The term amnesty is criticized in Polish historiography, as it implies the Soviet Union had a legal basis for persecuting Polish citizens. Some of them were persecuted for "treason of Soviet Union", even though they had been Polish citizens in sovereign Poland, without ever breaking Polish law. The Soviet Union claimed that the territories they occupied in 1939 were Russian, and by virtue of a referendum they had organised, the inhabitants of these territories were therefore Russian citizens. Whereas Polish Prime Minister Sikorski's critics in the Polish government-in-exile held the view that an amnesty could only be granted by a State to its own citizens and these citizens were Polish. Dr. Józef Retinger — of whom Anthony Eden had said that after Sikorski was the most important person in the negotiations — states that the blame for using the word amnesty rather than release was entirely on the Polish side and not the Russians. In his memoirs Retinger writes; "I am afraid that the responsibility for this lies on the shoulders of a good Polish diplomat, Mr Potulicki, who drafted this document.". According to Retinger, Potulicki had erroneously used the word amnesty and not release in the text of the treaty and there was no time to change the document before the signing took place.

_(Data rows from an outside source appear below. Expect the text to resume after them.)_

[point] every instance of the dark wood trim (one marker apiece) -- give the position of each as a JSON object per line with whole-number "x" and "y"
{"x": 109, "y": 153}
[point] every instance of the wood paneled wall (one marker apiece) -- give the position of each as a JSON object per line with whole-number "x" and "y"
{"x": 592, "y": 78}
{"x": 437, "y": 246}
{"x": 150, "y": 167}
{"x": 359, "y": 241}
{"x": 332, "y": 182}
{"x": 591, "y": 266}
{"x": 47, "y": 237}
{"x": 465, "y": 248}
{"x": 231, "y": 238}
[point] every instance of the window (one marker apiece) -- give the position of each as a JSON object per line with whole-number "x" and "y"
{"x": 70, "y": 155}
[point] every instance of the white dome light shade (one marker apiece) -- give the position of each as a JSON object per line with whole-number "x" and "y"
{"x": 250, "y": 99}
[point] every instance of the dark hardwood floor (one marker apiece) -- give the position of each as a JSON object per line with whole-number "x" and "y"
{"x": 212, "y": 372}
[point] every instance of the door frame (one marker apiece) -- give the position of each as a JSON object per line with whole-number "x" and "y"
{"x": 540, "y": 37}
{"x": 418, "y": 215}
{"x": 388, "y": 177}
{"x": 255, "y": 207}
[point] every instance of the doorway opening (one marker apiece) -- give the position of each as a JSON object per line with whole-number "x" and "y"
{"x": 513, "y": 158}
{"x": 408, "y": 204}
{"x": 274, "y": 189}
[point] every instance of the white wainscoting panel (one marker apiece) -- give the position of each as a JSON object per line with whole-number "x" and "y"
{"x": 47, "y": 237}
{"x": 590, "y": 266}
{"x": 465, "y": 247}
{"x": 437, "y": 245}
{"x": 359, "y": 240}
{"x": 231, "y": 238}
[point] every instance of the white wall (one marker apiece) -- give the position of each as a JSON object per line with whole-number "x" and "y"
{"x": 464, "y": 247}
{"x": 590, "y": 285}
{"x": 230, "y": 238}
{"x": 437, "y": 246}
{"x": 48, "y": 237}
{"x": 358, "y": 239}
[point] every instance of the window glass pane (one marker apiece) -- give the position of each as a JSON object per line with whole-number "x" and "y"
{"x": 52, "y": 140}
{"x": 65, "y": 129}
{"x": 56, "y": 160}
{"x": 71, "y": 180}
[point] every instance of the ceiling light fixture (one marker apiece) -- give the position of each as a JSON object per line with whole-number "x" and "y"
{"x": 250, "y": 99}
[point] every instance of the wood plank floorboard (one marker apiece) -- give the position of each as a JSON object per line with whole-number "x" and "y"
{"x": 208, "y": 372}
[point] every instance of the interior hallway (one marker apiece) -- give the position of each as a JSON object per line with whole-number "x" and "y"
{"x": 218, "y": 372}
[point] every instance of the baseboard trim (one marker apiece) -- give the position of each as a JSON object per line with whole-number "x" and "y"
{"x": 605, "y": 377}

After Anders Army left Soviet sphere of influence, repressions towards the Polish citizens reintensified. Stalin effectively revoked the Amnesty on 16 January 1943 when all Polish citizens including Ethnic Poles were once again declared part of the population of the Soviet Union.

==See also==
- Katyn massacre
- Polish areas annexed by the Soviet Union
- Repatriation of Poles (1944–1946)
- Soviet repressions of Polish citizens (1939-1946)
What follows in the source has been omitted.